In 1970, a year after its founding, CYC was transferred to a new site in Ho Sin Building, Alvarez St. Zamboanga City because of its strategic location and more spacious accommodation.
In 1972, the founder went back to the U.S.A. to finish his Doctorate degree at Fuller Theological Seminary at Pasadena, California in concentration to World Missions. In spite of his hectic schedule, the Lord inspired him to expand CYC nationwide and even beyond. Prior to that year CYC had already expanded in three more cities: General Santos, Davao and Cagayan de Oro. This was through the help of the CYC alumni.

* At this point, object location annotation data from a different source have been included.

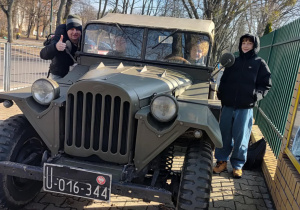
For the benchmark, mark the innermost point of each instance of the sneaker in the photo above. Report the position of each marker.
(220, 167)
(237, 173)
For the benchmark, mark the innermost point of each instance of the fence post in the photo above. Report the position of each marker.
(7, 62)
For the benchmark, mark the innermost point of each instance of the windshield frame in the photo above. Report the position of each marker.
(144, 45)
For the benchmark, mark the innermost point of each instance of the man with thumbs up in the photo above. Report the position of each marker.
(56, 50)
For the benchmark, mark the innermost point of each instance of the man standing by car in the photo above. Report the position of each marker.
(242, 85)
(56, 50)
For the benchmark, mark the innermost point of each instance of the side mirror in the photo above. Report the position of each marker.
(69, 49)
(227, 60)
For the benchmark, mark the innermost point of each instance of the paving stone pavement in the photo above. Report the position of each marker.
(249, 193)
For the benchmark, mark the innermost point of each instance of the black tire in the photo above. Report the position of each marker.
(196, 175)
(20, 143)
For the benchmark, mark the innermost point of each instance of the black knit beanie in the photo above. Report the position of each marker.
(74, 21)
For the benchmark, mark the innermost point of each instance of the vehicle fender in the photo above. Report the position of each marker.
(153, 137)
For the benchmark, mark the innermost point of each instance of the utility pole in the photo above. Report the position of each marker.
(51, 11)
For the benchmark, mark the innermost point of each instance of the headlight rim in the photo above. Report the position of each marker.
(55, 90)
(176, 107)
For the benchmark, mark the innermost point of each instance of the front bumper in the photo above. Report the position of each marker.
(147, 193)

In 1973, while he was pursuing his Doctoral studies, the movement’s name was change from CYC to Philippine Student Alliance Lay Movement (PSALM). Together with the change of name, was a bigger and brighter vision, mission, challenges, obstacles, manpower, finances and all kinds of blessings for the Glory of God. During his absence, Rev. Lee Peters took the leadership position.
The Return of the Founder
In 1974, the founder went back to the Philippines. At that time, the National office was transferred to Cebu City due to its strategic location and expansion opportunity. His doctoral dissertation “The Sleeping Giant” became the basis for the training manual of PSALM. In the same year, Rev. Willy Marquez was appointed as the first National Director while the founder served as the National Training Director.
From 1974-1978, passionate and caring men and women from Canadian Bible College assisted the movement. There were 5 or 6 of them who were “exchange students”. They mainly helped the expansion of the work in three Universities in Cebu City: University of San Carlos, University of Southern Philippines and University of Visayas.
After few years of implementing his dissertation and mentoring the future leaders of the Movement, in 1978, the founder returned back to his country. He acquired a debilitating physical illness known as “Multiple Sclerosis”. In spite of his condition, it was believed that “for the past eighteen to twenty consecutive years he has served four churches, three as senior pastor, and one as assistant pastor.” One of that is in Friendship Bible Church in Keystone Heights, Florida, USA in early 80’s.
In1983, together with The Women’s Missionary Prayer Fellowship Movement, the founder and his wife went back to the Philippines, to equip and encourage the twenty-two staffs of PSALM at the National Training Base in Talisay, Cebu. In spite of his illness and hardships, which was not shown or known to the people around him, he remained passionate and dynamic in his teaching. There were times that when he would climb up the stairs heading to the men’s quarters at the base’s 2nd floor, he had to lift his foot gently and slowly. Those were the times when he was alone and no one was around to see him because it seemed that he didn’t want to show the pain to the disciples.
A few years ago, Dr. Joseph Arthur published a book entitled: “The 12 Essentials for Disciple-Making” where he discussed his “patterned of ministry as found in Romans 1:1. “Called to be a bond-servant” – The general calling. “Called to be an apostle” – The specific calling. “Called to be separated unto the Gospel” – The high calling.”